El Rey, la cara visible del Régimen confeccionado en 1978, acusa en el análisis las cicatrices y magulladuras de su proceder. Un monarca no ejecutivo que sin embargo operó durante años en la vida política y económica española. Alguien que dio acceso y plena libertad a un personaje como “la supuesta princesa” Corinna zu Sayn-Wittgenstein, “una rubia de revista que, según ciertas noticias, habría participado en gestiones como representante oficiosa de España y cobrado sustanciosas comisiones a compartir con su cercano amigo”. No en vano se preguntan Benegas y Blanco cómo un hombre que subió al trono con un exiguo patrimonio hoy atesora una fortuna valorada en 1.800 millones de euros.

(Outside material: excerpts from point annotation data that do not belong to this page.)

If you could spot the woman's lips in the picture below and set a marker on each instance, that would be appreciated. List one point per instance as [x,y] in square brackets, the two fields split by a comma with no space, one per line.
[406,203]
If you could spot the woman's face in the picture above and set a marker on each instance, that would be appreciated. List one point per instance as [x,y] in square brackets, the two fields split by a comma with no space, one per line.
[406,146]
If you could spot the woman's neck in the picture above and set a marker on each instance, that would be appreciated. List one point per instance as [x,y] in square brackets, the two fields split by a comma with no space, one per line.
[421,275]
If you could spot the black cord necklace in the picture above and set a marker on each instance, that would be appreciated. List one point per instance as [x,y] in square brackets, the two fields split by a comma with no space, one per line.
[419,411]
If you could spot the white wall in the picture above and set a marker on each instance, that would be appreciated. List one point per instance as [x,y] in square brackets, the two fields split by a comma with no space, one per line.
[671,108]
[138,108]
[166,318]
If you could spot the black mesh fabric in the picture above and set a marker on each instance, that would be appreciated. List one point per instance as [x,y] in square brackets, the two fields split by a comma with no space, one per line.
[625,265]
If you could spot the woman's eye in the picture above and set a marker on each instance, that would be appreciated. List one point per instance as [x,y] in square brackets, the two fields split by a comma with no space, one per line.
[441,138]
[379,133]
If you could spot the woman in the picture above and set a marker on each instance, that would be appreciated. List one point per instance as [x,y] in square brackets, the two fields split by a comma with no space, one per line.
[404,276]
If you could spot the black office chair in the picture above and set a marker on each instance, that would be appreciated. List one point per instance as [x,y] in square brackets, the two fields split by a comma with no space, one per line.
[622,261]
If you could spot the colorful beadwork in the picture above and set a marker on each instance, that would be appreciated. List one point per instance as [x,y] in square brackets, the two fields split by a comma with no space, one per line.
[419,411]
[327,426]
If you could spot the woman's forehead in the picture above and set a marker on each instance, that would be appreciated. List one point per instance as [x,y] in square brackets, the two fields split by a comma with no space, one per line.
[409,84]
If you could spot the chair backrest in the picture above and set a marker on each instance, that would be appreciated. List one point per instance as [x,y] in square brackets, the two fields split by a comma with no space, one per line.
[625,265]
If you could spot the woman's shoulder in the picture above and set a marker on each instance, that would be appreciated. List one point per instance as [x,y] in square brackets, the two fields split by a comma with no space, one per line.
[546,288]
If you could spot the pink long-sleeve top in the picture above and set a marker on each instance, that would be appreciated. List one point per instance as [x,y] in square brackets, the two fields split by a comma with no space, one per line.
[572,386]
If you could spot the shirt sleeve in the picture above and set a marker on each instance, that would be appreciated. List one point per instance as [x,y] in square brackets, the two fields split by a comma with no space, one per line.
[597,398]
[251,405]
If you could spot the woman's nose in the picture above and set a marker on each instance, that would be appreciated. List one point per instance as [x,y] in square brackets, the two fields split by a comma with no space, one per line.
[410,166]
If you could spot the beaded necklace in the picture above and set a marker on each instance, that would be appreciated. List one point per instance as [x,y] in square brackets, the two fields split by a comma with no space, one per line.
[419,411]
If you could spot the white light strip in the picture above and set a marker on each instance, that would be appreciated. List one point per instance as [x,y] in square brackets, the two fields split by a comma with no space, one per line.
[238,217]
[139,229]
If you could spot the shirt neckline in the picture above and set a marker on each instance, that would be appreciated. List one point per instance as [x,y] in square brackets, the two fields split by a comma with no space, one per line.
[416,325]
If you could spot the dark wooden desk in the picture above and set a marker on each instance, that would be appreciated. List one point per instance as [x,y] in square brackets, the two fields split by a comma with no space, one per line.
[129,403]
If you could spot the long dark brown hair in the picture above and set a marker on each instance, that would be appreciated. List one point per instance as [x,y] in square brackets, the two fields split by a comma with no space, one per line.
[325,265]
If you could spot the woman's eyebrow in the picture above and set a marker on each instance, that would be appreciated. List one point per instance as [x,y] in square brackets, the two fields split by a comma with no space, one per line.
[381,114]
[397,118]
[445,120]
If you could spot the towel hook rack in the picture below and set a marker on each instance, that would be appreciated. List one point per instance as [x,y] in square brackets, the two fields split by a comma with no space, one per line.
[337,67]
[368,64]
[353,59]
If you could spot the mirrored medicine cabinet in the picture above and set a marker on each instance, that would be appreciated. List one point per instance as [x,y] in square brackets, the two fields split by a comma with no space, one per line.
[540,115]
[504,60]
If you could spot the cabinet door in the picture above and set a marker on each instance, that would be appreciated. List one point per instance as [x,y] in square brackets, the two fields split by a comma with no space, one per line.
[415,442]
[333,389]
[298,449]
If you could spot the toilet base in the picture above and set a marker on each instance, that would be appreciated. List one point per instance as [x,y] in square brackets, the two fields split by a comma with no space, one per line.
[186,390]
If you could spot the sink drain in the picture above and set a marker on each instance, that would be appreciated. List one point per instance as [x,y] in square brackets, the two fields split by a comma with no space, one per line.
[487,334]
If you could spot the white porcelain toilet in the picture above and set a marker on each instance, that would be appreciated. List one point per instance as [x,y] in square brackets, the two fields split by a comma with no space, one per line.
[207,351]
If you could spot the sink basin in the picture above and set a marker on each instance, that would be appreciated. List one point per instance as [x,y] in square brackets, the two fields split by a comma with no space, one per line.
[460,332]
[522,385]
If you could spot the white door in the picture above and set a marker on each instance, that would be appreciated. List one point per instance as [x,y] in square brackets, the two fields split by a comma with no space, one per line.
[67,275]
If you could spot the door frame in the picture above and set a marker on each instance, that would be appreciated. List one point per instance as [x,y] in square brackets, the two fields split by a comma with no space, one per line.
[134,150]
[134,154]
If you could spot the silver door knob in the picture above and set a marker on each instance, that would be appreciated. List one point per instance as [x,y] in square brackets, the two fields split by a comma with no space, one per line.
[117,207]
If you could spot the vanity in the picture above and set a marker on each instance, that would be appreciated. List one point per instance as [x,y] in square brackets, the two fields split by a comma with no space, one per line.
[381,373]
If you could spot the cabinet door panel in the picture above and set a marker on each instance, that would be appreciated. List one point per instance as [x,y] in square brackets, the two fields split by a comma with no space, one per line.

Aunque España necesita un relevo urgente en la jefatura del Estado, plantean los autores, “una abdicación lampedusiana, la del cambio sólo aparente”, podría poner al Príncipe Felipe “a los pies de los caballos”. “El reinado de Juan Carlos I ha menoscabado gravemente el prestigio de la monarquía en un país que cree muy poco en los derechos dinásticos. Su hijo ya no es el hombre que, supuestamente, trae la democraica bajo el brazo, sino otro con pretensiones de reinar sobre un defectuoso sistema político”.

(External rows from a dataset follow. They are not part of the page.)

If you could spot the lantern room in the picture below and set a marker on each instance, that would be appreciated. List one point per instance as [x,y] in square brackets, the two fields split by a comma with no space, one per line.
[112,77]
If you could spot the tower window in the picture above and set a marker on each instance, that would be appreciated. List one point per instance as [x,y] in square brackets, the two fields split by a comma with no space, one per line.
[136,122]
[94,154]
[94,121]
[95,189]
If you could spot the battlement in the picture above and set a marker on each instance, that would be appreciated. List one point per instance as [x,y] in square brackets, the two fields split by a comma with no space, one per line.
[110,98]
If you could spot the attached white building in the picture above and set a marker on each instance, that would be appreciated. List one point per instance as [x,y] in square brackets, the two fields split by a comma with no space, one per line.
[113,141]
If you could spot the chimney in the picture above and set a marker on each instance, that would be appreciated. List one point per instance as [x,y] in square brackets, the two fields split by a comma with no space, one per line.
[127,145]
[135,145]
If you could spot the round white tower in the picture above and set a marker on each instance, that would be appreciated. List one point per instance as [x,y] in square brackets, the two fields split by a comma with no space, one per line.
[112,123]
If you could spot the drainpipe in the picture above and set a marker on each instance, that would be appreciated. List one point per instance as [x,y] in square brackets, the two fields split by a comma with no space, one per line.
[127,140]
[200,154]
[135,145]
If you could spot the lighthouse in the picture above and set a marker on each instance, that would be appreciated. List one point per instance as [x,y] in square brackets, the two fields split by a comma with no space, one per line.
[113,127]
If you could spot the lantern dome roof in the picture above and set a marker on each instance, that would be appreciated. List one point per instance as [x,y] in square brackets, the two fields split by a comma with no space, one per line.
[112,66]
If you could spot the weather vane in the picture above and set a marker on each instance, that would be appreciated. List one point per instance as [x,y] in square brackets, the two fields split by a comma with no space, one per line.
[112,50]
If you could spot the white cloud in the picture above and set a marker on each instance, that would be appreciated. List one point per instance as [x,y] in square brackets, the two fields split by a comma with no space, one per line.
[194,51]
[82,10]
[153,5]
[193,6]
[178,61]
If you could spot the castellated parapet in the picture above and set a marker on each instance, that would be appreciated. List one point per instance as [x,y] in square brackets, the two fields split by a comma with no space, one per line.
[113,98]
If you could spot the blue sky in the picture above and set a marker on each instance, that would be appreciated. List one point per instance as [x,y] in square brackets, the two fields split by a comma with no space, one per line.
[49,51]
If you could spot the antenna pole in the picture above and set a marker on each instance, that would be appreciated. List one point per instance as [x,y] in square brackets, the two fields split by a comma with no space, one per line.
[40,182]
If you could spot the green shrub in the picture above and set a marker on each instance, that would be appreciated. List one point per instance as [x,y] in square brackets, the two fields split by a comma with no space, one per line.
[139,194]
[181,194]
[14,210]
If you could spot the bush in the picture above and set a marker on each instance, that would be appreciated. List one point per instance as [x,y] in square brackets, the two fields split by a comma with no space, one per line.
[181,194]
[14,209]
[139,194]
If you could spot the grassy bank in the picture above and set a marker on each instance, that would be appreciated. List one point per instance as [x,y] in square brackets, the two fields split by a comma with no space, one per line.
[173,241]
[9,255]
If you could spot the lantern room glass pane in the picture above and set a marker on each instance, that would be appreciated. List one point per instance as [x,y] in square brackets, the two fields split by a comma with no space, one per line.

Catarsis es un libro honesto, escrito con inteligencia y elegancia. No hay grumos en su prosa y es posible afirmar, sin duda, que renuncia, por completo, a la infeliz práctica del oportunismo que suele apoderarse de quienes se proponen escribir sobre la realidad económica y política española. Es un volumen que propicia la relectura y despierta la curiosidad de la consulta. Por eso, en alguna medida, reseñarlo supone el riesgo de simplificarlo, porque en estas páginas, Javier Benegas y Juan M. Blanco no se limitan a dar cuenta de la demolición. España tiene futuro, aseguran, pero conseguirlo requiere de una regeneración completa. Hace falta, está claro, una Catarsis, el acto necesario y urgente de la compasión y redención.